I am an historian of twentieth century American History, centering on Black protest movements and protest thought, Black cultural politics, Black social institutions and public spheres, gender and Black masculinity, and ideas of race and revolution in the Black Diaspora. It was profound experiences as a student activist, researcher for the Ohio Historical Society illuminating histories of the state’s Underground Railroad, co-founder and leader of a mentoring program for young Black men, and intern for then US Senator Barack Obama, that have led me to questions concerning Black protest, Black masculinity, Black politics and citizenship.

My book, Let Us Make Men: The Twentieth-Century Black Press and a Manly Vision for Racial Advancement (UNC Press, 2018) engages these questions. It argues that the twentieth-century black press was a tool of black men's leadership, public voice, and gender and identity formation. Analyzing the construction of Black masculinity within the Chicago Defender, Crisis, Negro World, Crusader, and Muhammad Speaks, the book shows that Black male newspaper publishers used their platforms to wage a fight for racial justice and black manhood. Research for the book was supported by the Postdoctoral Fellowship in Race and Gender History at Rutgers University.

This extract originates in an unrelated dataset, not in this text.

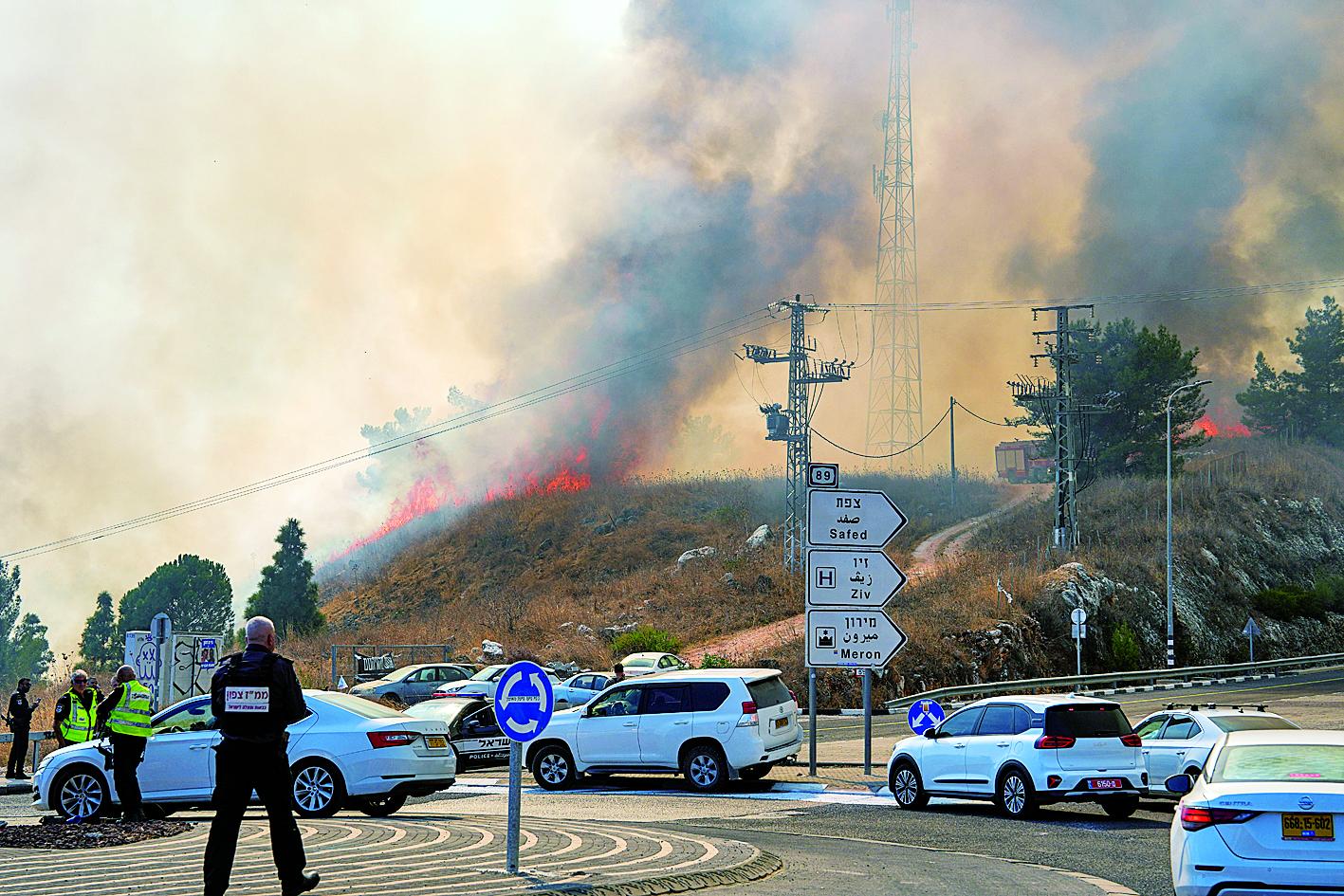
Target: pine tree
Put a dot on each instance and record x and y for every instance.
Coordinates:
(100, 647)
(287, 593)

The book is available at:

Yet this academic work has also enriched my creative projects, including “The [Ferguson] Files: A Sonic Study of Racial Violence in America."

Like the scholarly tradition in which I write, my research interests have never been merely academic, confined to just a text or the classroom. While an Associate Professor of History at Hunter College, CUNY, my being a Black historian, living at this particular historical moment in which Black people’s fights for justice and freedom continue, demands that I work to create knowledge that engages text, the classroom, and beyond.